Die Auseinandersetzung mit jungen traditionellen Tänzern ist nicht einfach, aber sehr fruchtbar. Ich möchte sie dazu bringen, ihre Tradition zu bereichern und ihre eigene Sprache zu entwickeln, damit aus der Tradition ein Spiegel ihres Lebens im Hier und Jetzt wird. Das verstehen nicht alle. Einmal nahm ein Tänzer des Staatsballets von Mali an meinem Workshop teil. Irgendwann rief er: „Für mich ist das ein Tanz von Verrückten. Ich verstehe überhaupt nichts.“ Und ein Regisseur einer volkstümlichen Tanztruppe sagte zu mir: „Ich bin durchaus offen für den zeitgenössischen Tanz, aber er kommt aus Europa, er kann mich nicht berühren.“ Ich glaube auch, dass der zeitgenössische Tanz sehr intellektuell ist und afrikanische Tänzer nicht wirklich erreichen kann. Sie fühlen sich von dieser Arbeitsweise nicht angesprochen. Aber wenn sie von ihrer eigenen Realität ausgehen und sie zum Ausdruck bringen, wenn sie zeigen können, wie reich und bedeutend diese Tradition ist, dann ist das etwas ganz Anderes.

Wie sieht ihre Arbeit mit diesen Tänzern aus?

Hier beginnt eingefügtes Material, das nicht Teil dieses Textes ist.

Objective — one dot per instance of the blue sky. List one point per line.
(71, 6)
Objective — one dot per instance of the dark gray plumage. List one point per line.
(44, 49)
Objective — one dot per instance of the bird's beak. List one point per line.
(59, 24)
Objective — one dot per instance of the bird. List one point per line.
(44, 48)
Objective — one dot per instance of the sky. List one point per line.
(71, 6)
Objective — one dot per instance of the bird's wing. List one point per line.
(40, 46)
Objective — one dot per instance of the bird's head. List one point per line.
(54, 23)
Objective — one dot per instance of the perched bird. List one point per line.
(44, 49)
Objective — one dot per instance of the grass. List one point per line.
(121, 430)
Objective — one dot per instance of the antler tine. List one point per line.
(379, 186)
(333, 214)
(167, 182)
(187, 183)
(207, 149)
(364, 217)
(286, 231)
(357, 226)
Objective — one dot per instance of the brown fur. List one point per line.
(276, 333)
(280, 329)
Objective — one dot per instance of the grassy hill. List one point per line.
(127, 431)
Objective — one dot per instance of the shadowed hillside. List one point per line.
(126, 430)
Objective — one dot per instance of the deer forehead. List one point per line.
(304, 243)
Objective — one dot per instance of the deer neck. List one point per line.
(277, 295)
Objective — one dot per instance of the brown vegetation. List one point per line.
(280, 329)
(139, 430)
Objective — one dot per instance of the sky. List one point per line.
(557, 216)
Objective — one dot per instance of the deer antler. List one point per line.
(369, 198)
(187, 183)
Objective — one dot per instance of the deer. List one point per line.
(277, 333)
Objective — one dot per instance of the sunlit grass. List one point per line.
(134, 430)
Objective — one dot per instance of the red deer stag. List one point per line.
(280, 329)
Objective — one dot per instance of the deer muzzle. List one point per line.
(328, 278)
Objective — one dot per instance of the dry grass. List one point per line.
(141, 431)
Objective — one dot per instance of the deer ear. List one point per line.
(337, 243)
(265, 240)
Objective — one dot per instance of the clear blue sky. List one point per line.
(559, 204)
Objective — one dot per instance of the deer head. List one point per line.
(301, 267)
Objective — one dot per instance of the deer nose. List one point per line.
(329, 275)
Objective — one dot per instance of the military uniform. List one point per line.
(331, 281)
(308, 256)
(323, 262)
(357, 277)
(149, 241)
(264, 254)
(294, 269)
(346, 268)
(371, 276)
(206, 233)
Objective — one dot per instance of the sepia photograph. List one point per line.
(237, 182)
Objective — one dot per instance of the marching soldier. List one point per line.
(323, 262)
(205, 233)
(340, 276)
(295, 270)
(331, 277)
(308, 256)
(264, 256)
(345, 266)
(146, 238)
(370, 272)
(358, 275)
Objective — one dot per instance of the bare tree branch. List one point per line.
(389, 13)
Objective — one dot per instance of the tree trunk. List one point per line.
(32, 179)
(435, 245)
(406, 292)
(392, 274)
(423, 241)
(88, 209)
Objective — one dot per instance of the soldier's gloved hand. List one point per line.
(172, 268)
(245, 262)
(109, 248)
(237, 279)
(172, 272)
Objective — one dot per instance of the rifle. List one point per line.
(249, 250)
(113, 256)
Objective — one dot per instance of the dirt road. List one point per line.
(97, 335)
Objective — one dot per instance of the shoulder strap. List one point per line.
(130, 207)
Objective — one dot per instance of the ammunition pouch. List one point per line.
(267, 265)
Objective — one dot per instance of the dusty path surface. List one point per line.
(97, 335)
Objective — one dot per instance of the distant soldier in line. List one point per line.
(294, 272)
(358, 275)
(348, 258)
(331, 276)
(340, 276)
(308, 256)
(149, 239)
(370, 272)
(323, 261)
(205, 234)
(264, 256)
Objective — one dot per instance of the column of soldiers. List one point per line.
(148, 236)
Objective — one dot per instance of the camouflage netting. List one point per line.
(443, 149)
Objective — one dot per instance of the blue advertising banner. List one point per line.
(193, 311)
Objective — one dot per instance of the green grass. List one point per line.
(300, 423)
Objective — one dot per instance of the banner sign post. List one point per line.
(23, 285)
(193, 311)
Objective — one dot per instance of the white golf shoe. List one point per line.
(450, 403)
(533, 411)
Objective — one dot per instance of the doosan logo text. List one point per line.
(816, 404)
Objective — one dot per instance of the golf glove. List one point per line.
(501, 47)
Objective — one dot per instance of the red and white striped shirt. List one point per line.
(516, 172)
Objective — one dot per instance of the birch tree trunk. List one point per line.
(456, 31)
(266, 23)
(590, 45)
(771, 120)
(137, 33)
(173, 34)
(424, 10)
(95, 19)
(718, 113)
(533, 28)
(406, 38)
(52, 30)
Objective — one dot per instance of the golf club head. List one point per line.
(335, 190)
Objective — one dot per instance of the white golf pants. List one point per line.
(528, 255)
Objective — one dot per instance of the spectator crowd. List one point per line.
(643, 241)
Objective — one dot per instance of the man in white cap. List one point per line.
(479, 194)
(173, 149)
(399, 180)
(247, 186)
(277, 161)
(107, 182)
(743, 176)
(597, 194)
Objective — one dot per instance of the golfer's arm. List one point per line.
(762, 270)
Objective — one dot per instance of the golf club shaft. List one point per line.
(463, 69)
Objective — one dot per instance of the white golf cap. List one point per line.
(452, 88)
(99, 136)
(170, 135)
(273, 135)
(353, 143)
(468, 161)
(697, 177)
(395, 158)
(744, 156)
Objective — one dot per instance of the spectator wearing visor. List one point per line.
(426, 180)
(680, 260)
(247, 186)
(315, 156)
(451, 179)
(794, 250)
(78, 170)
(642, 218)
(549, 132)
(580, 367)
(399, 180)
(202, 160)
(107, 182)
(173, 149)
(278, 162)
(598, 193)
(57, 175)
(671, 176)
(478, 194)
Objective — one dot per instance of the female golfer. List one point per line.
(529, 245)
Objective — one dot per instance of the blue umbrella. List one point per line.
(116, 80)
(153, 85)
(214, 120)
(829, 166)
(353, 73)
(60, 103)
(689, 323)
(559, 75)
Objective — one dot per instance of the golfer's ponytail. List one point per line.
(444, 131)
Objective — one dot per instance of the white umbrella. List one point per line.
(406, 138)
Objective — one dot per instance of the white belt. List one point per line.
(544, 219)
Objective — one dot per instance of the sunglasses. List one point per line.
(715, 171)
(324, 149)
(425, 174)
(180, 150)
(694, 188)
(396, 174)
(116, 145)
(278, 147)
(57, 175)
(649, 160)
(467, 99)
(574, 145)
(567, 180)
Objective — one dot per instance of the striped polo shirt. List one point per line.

Es geht dabei nicht darum, etwas abzulegen, das man mitbringt, denn dieses persönliche und kulturelle Gepäck ist sehr wichtig! Aber irgendwann bitte ich sie, alles zu vergessen. Sie sollen ihre Körper und ihr Körpergedächtnis sprechen lassen. Wir arbeiten viel mit Haltungen und Verhaltensweisen, die wir an uns selbst beobachten, die uns geprägt haben und an die wir uns noch erinnern. Ich gehe gern vom lebendigen Material einer Person aus, um daraus einen Tanz entstehen zu lassen. Das kann eine Haltung sein, eine Geschichte oder sogar ein Lied ... Wichtig ist, dass man mit dem anfängt, was man hat. Ich arbeite auch viel mit dem Thema Stille. In Afrika gibt es viel Ungesagtes und viel bedeutungsvolles Schweigen.